Employment, Wages, and Prices
Labor market conditions remained weak since the last report, with further
layoffs, sluggish hiring, and high levels of unemployment in most Districts.
However, contacts in the Atlanta, Cleveland, and Richmond Districts reported
that the pace of job cuts generally slowed in their regions, and most contacts
in the Dallas District reported stable employment levels. Despite generally weak
employment conditions, some signs of improvement were noted. For example,
contacts in Boston reported that they were beginning to hire and reverse pay
cuts or freezes that were implemented earlier in the year, and contacts in the
St. Louis District reported that the service sector had started to expand
recently.
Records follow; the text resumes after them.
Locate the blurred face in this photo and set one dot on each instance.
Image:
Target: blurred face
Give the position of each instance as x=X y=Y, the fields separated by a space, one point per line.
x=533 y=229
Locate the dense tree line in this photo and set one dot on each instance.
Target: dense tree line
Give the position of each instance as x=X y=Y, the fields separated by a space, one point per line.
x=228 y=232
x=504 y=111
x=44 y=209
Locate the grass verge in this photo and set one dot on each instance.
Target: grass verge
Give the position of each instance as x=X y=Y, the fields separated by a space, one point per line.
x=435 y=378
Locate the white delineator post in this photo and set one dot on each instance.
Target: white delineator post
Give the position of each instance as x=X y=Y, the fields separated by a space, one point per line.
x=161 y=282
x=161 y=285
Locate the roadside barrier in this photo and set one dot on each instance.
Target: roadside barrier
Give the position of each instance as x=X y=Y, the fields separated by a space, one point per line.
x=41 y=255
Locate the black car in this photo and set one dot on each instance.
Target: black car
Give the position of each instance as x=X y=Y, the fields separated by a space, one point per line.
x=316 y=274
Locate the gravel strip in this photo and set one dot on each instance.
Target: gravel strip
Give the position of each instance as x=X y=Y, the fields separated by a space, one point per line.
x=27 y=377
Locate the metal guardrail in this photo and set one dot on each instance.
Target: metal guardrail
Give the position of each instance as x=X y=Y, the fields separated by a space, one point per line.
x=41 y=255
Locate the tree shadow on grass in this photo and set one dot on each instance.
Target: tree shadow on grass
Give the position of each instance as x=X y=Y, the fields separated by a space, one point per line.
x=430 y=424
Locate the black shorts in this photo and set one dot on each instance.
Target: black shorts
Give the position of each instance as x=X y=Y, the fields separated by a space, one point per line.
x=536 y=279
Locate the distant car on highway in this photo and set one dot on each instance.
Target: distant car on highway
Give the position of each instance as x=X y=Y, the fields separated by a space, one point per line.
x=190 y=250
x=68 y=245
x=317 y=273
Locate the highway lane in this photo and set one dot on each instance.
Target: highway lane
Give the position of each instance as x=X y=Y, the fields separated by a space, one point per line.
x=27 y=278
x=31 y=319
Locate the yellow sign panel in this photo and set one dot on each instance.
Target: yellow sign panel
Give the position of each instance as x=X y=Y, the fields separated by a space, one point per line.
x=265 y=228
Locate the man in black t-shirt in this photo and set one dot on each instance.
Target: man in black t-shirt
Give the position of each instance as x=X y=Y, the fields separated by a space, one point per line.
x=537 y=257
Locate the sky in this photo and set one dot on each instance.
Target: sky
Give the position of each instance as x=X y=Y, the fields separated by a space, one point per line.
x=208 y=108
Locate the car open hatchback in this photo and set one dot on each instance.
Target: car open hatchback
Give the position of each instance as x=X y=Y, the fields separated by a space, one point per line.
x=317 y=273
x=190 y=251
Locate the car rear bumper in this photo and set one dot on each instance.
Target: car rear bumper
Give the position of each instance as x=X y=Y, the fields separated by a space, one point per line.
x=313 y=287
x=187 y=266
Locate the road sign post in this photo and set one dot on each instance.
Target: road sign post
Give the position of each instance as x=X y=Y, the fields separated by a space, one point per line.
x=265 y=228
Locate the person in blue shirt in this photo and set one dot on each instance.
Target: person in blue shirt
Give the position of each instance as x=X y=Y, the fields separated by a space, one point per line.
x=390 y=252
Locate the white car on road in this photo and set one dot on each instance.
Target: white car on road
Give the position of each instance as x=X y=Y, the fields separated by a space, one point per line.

Expectations for the holiday season were mixed across Districts, with
contacts in the New York and Dallas Districts reporting lighter-than-normal
seasonal hiring and/or increases in the hours of existing employees, as opposed
to hiring temporary workers, to meet the seasonal demand. On the other hand,
most retailers in the Richmond District have hired the usual number of seasonal
workers this year.
Districts generally reported little or no upward wage pressures, while some Districts noted upward pressure in commodity prices, and most Districts reported stable selling prices. Wages were largely reported to be holding steady in the Boston, Cleveland, Richmond, Chicago, Minneapolis, Kansas
City, Dallas, and San Francisco Districts. Most Districts reported stable prices
overall, although some reported higher input prices, largely for energy and
other commodities used in production, with a limited ability to raise selling
prices. Prices were reported as moderately lower in the Kansas City District,
and downward price pressures were cited for some professional services and
intermodal transportation firms in the Dallas District. Some makers of food
products and chemicals in the Philadelphia District reported raising prices, and
the prices of computer memory chips continued to firm in the San Francisco
District. Retailers in several Districts indicated that they have managed
inventory levels in an effort to prevent the steep price discounting that
occurred last year, however, some promotional price discounting is expected
through the holiday season.
Man, Steve Liesman is now officially off my list of people I trust. This is a terrible report and that means I now need to see ALL of the November highs broken before I would even consider going bullsh. Volume is still very weak and I suspect that's because those who planned to pump up the markets today are now in meetings trying to figure out how to get out of this thing".